$30
CSCE 623: Machine Learning
HW5
In this assignment, you will explore using random forests for regression. You will be working with the Hitters dataset in
this assignment. You will be evaluated on your applications of techniques and methodology, as well as the evidence you
present and conclusions you draw with respect to the models.
Your homework will be composed of an integrated code and report product using Jupyter Notebook. In your
answers to written questions, even if the question asks for a single number or other form of short answer (such as yes/no
or which is better: a or b) you must provide supporting information for your answer to obtain full credit. Use python to
perform calculations or mathematical transformations or generate graphs and figures or other evidence that explain how
you determined the answer. Each step listed below should correspond to code and/or markdown in your report file.
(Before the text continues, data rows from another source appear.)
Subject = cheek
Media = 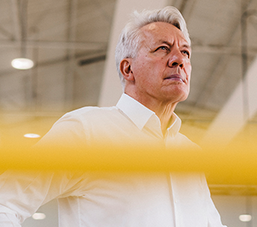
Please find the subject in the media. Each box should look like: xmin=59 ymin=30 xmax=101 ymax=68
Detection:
xmin=184 ymin=63 xmax=192 ymax=79
xmin=134 ymin=60 xmax=158 ymax=80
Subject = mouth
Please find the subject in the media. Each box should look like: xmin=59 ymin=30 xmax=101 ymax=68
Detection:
xmin=164 ymin=74 xmax=187 ymax=84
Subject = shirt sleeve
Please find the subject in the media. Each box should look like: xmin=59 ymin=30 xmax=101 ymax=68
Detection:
xmin=200 ymin=175 xmax=227 ymax=227
xmin=0 ymin=113 xmax=89 ymax=226
xmin=0 ymin=170 xmax=86 ymax=226
xmin=0 ymin=107 xmax=97 ymax=226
Use
numbered comments in your code and numbered text segments (headers) in markdown to help identify the location of
your answer.
Inspired by ILSR Chapter 8 Question 10: You will use Regression Trees to predict Salary in the Hitters
dataset
Load and Preprocess the data
1. (Code provided) Load the ILSR_hitters.csv dataset using pandas. Then, using pandas methods:
a. Remove the observations (rows) for which the salary information is unknown
b. Drop the “NewLeague” feature using: Hitters = Hitters.drop(['NewLeague'],axis=1)
c. Convert remaining categorical variables such as ‘League’ to 0-1 dummy variables. One way to do this is
with pandas “.map”:
Hitters['League'] = Hitters['League'].map({'A': 0, 'N': 1})
2. The salaries in the dataset are indicated in $1000.00s of dollars. Remember to account for this when displaying and
reporting results. In order to improve model fitting performance, you should log-transform the salaries using
numpy.log10. Remember to account for this log-transformation by un-transforming when making predictions and
presenting your results on the test set (convert back to real salary dollars when reporting these attributes.)
3. (Code Provided) Using sklearn.model_selection.train_test_split with random_state = 1,
create a “non-test” set consisting of 200 observations and a test set consisting of the remaining observations.
Sequester the test set until the performance reporting steps (9-11).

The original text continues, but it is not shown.